The formal campaign in Uxbridge and South Ruislip was largely discussed as a two-horse race between Johnson and the Labour candidate Ali Milani, but media attention also went to the Buckethead vs Binface dispute. Although the tone of Johnson’s victory speech at his constituency was triumphant, the pomp of the occasion was certainly called into question by the theatricality of this alternative contest. Buckethead was positioned directly behind the podium as the Returning Officer read the results, so his reactions were televised. As Binface’s result was read out, Buckethead conspicuously turned to face him, directing his audience’s attention to this specific rivalry. Buckethead jeeringly held up both middle fingers at Binface as his own victory was confirmed. So, the public were presented with a parodic parallel two-horse race, characterised by pettiness, personal animosity and narcissism, which mirrored some possible, cynical interpretations of the formal campaign.
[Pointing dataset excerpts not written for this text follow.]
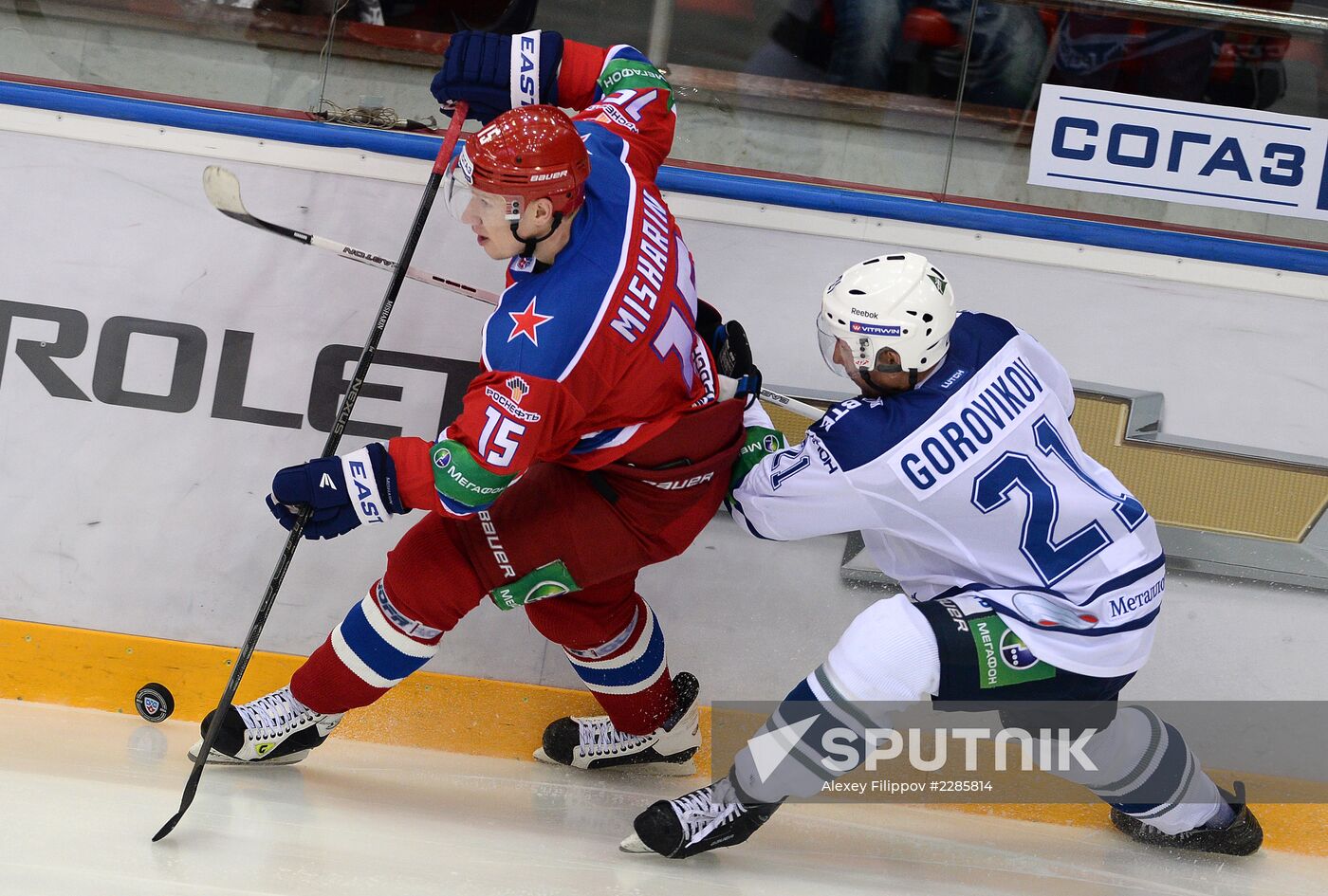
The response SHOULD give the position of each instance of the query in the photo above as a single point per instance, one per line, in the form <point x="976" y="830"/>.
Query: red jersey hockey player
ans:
<point x="590" y="445"/>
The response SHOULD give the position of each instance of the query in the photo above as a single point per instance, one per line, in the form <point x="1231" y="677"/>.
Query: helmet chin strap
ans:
<point x="895" y="368"/>
<point x="530" y="243"/>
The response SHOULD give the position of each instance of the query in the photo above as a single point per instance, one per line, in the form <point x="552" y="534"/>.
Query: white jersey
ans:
<point x="975" y="484"/>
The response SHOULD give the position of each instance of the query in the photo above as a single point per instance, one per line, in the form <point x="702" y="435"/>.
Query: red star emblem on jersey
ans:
<point x="526" y="322"/>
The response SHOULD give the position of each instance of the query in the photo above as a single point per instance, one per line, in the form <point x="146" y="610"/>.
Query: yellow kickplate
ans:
<point x="89" y="669"/>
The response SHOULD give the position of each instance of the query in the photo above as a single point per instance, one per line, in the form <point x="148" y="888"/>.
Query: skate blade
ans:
<point x="663" y="769"/>
<point x="634" y="845"/>
<point x="218" y="759"/>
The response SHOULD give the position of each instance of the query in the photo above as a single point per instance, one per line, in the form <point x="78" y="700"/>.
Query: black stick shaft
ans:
<point x="342" y="417"/>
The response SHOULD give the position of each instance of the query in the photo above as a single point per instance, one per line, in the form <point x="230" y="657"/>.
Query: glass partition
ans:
<point x="935" y="97"/>
<point x="234" y="52"/>
<point x="1234" y="62"/>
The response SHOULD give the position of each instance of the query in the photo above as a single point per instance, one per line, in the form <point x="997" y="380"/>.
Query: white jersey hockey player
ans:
<point x="1031" y="573"/>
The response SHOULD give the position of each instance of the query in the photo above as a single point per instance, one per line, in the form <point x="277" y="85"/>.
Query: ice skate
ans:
<point x="276" y="730"/>
<point x="1239" y="838"/>
<point x="706" y="819"/>
<point x="593" y="742"/>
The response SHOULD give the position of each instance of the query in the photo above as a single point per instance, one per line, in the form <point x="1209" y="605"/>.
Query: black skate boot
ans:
<point x="276" y="730"/>
<point x="1241" y="838"/>
<point x="706" y="819"/>
<point x="593" y="742"/>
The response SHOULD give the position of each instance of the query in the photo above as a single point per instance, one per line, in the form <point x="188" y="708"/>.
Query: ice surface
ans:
<point x="83" y="792"/>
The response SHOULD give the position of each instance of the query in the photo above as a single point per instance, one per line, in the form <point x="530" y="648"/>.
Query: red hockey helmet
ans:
<point x="524" y="155"/>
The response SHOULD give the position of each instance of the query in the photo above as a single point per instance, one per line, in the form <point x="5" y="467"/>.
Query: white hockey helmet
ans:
<point x="896" y="302"/>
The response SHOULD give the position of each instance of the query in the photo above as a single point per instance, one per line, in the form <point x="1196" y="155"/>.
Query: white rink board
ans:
<point x="152" y="521"/>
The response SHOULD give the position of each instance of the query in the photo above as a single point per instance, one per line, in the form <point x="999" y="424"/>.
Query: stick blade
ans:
<point x="223" y="190"/>
<point x="169" y="826"/>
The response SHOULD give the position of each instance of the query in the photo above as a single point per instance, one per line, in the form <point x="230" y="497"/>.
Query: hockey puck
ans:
<point x="155" y="703"/>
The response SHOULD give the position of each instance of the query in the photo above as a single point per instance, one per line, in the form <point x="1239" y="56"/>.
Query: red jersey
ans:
<point x="593" y="356"/>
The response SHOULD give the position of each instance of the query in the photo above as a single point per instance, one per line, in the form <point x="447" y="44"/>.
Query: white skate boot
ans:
<point x="276" y="730"/>
<point x="593" y="742"/>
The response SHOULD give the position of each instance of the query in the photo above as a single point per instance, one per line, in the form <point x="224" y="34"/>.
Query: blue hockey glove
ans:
<point x="344" y="491"/>
<point x="500" y="72"/>
<point x="730" y="348"/>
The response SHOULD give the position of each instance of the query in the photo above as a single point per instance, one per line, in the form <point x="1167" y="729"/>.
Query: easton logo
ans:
<point x="874" y="329"/>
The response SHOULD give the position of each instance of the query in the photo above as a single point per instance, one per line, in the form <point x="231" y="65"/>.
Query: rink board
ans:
<point x="431" y="710"/>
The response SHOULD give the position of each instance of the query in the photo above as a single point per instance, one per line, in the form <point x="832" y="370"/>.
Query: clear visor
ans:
<point x="834" y="351"/>
<point x="462" y="198"/>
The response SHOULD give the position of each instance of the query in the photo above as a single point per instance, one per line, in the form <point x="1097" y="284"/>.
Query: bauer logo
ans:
<point x="1181" y="152"/>
<point x="874" y="329"/>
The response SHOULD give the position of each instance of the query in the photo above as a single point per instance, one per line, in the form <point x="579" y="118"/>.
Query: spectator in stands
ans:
<point x="857" y="43"/>
<point x="1171" y="62"/>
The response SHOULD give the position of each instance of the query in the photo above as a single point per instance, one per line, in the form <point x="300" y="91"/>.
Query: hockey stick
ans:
<point x="223" y="192"/>
<point x="361" y="372"/>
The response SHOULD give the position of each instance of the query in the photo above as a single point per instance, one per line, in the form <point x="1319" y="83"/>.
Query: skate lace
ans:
<point x="274" y="716"/>
<point x="599" y="737"/>
<point x="704" y="810"/>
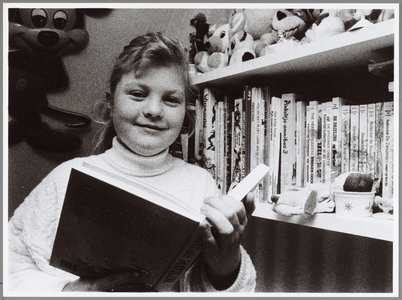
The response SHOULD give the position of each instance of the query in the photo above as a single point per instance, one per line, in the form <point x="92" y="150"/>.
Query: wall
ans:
<point x="88" y="72"/>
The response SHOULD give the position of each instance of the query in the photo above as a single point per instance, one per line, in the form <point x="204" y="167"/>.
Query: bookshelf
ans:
<point x="334" y="55"/>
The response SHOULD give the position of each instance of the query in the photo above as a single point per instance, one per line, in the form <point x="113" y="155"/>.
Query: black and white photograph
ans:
<point x="197" y="149"/>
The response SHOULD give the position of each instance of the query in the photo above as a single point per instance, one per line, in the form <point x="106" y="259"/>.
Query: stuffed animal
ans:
<point x="199" y="22"/>
<point x="241" y="46"/>
<point x="328" y="23"/>
<point x="38" y="39"/>
<point x="216" y="54"/>
<point x="312" y="199"/>
<point x="288" y="28"/>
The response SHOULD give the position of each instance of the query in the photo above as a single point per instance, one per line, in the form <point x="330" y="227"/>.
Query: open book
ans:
<point x="111" y="223"/>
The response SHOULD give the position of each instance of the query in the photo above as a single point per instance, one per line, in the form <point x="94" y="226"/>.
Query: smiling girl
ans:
<point x="144" y="113"/>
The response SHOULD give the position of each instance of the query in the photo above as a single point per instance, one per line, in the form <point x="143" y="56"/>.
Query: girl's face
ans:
<point x="149" y="109"/>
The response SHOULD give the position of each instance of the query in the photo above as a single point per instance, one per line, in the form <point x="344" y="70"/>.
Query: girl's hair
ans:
<point x="149" y="50"/>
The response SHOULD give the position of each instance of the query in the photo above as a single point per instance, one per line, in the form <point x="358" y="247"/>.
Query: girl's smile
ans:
<point x="149" y="109"/>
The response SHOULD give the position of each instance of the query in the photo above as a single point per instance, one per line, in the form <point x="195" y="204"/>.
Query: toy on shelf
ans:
<point x="216" y="54"/>
<point x="241" y="43"/>
<point x="288" y="28"/>
<point x="38" y="39"/>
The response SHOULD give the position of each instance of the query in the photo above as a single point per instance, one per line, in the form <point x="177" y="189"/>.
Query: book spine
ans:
<point x="327" y="142"/>
<point x="371" y="130"/>
<point x="198" y="131"/>
<point x="236" y="164"/>
<point x="313" y="140"/>
<point x="209" y="131"/>
<point x="379" y="135"/>
<point x="363" y="138"/>
<point x="307" y="146"/>
<point x="276" y="143"/>
<point x="266" y="112"/>
<point x="228" y="109"/>
<point x="288" y="129"/>
<point x="387" y="156"/>
<point x="354" y="138"/>
<point x="345" y="138"/>
<point x="318" y="167"/>
<point x="337" y="104"/>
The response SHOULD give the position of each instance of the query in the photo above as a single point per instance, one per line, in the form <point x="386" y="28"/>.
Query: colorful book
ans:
<point x="379" y="136"/>
<point x="210" y="110"/>
<point x="345" y="134"/>
<point x="327" y="142"/>
<point x="337" y="103"/>
<point x="387" y="155"/>
<point x="300" y="141"/>
<point x="288" y="156"/>
<point x="354" y="138"/>
<point x="237" y="131"/>
<point x="363" y="137"/>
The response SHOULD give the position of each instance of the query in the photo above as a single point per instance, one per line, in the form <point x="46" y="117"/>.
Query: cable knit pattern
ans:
<point x="33" y="227"/>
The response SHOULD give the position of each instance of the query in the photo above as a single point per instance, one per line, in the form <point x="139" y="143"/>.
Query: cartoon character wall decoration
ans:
<point x="38" y="39"/>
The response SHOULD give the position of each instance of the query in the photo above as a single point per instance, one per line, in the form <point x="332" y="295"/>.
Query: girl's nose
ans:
<point x="153" y="107"/>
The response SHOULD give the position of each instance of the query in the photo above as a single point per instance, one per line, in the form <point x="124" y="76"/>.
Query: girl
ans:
<point x="144" y="114"/>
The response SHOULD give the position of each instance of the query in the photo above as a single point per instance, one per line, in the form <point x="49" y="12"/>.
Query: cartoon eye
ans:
<point x="60" y="20"/>
<point x="39" y="17"/>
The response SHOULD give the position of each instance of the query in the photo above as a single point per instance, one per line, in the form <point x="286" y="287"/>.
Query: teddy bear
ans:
<point x="216" y="43"/>
<point x="38" y="39"/>
<point x="318" y="197"/>
<point x="329" y="22"/>
<point x="288" y="28"/>
<point x="241" y="43"/>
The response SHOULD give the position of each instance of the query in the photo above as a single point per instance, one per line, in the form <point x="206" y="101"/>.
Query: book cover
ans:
<point x="379" y="136"/>
<point x="144" y="229"/>
<point x="363" y="138"/>
<point x="387" y="192"/>
<point x="354" y="138"/>
<point x="337" y="103"/>
<point x="371" y="130"/>
<point x="327" y="142"/>
<point x="345" y="132"/>
<point x="210" y="110"/>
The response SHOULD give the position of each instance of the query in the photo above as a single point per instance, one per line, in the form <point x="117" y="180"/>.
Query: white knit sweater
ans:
<point x="33" y="226"/>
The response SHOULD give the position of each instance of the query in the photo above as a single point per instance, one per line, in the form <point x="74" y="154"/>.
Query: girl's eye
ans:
<point x="172" y="101"/>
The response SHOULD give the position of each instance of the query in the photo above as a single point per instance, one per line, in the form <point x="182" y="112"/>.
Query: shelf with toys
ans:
<point x="330" y="58"/>
<point x="346" y="50"/>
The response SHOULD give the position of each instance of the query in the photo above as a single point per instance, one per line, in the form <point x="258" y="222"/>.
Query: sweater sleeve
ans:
<point x="196" y="279"/>
<point x="31" y="232"/>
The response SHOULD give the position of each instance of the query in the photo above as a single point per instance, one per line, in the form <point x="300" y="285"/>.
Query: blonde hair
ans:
<point x="151" y="49"/>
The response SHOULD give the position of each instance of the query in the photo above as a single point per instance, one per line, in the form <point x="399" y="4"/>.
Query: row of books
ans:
<point x="303" y="142"/>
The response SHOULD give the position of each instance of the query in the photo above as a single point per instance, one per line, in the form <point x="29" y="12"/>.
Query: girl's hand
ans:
<point x="111" y="283"/>
<point x="222" y="234"/>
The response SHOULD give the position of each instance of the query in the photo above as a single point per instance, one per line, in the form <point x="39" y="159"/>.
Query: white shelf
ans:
<point x="342" y="51"/>
<point x="362" y="226"/>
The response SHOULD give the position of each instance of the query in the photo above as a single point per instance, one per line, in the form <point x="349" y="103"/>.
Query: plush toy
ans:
<point x="328" y="23"/>
<point x="38" y="39"/>
<point x="241" y="46"/>
<point x="216" y="54"/>
<point x="317" y="197"/>
<point x="314" y="198"/>
<point x="199" y="22"/>
<point x="288" y="28"/>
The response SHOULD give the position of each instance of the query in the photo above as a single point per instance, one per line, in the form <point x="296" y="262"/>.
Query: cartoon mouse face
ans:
<point x="47" y="33"/>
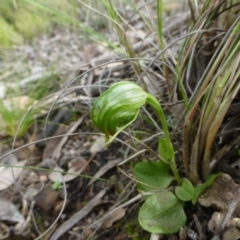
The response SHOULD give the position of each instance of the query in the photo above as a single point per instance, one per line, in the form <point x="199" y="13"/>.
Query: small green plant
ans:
<point x="57" y="185"/>
<point x="163" y="210"/>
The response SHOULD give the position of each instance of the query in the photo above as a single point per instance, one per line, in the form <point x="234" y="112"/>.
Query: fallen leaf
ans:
<point x="9" y="174"/>
<point x="231" y="233"/>
<point x="46" y="199"/>
<point x="76" y="166"/>
<point x="98" y="144"/>
<point x="113" y="217"/>
<point x="9" y="212"/>
<point x="214" y="197"/>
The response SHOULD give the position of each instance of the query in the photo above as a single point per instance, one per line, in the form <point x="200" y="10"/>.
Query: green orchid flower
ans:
<point x="117" y="108"/>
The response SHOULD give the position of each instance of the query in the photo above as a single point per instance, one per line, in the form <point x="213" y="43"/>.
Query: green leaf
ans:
<point x="162" y="213"/>
<point x="165" y="150"/>
<point x="201" y="187"/>
<point x="186" y="191"/>
<point x="155" y="174"/>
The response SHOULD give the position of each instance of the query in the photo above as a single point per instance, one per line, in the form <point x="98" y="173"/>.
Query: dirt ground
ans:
<point x="60" y="180"/>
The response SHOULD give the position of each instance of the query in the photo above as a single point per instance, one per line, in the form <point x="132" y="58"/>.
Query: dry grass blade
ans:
<point x="217" y="88"/>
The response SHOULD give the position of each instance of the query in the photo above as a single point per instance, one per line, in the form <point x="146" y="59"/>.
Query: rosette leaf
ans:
<point x="117" y="108"/>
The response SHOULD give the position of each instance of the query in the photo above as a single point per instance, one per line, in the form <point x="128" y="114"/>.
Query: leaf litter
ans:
<point x="88" y="200"/>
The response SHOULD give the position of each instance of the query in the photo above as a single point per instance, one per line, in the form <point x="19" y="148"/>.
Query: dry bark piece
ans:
<point x="9" y="174"/>
<point x="228" y="204"/>
<point x="76" y="167"/>
<point x="104" y="169"/>
<point x="4" y="231"/>
<point x="79" y="215"/>
<point x="98" y="144"/>
<point x="231" y="233"/>
<point x="46" y="198"/>
<point x="9" y="212"/>
<point x="113" y="217"/>
<point x="214" y="197"/>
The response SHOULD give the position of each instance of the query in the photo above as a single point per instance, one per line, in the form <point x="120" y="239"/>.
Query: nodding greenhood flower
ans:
<point x="117" y="108"/>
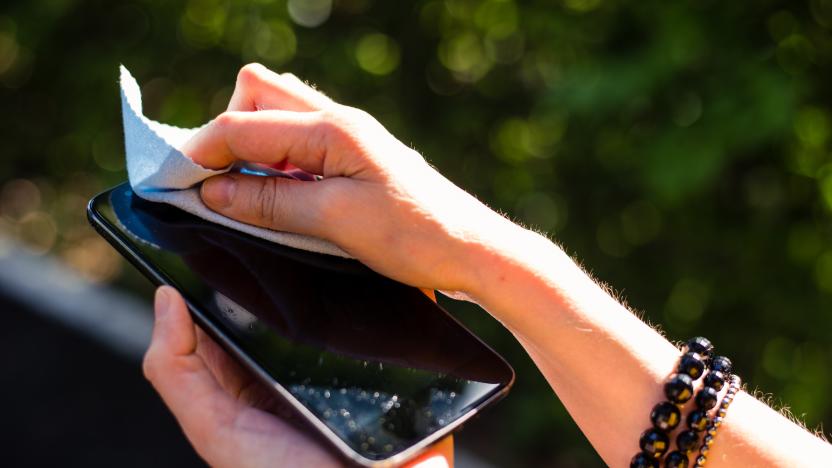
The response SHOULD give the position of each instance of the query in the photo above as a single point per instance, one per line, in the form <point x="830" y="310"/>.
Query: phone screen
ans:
<point x="376" y="361"/>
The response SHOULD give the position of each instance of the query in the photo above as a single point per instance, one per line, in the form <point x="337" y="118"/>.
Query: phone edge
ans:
<point x="101" y="226"/>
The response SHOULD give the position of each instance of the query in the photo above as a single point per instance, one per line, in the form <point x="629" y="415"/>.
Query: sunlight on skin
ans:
<point x="606" y="366"/>
<point x="227" y="415"/>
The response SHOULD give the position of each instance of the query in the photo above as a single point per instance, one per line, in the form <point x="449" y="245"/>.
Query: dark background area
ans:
<point x="679" y="150"/>
<point x="72" y="402"/>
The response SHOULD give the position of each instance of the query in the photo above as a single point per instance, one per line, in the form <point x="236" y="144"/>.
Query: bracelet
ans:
<point x="665" y="417"/>
<point x="733" y="388"/>
<point x="697" y="420"/>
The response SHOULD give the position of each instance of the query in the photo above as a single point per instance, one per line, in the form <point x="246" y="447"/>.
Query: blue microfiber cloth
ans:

The Lib Dem puppet videos sought to win power rather than critique it; the same is true of Johnson’s humour. Such top-down efforts arguably undermine the joy and function of joking. Humorous campaigns, by contrast, do what joking is celebrated for. They throw into question the dignity and legitimacy of those who seek power, and the very systems by which power is managed, distributed and won.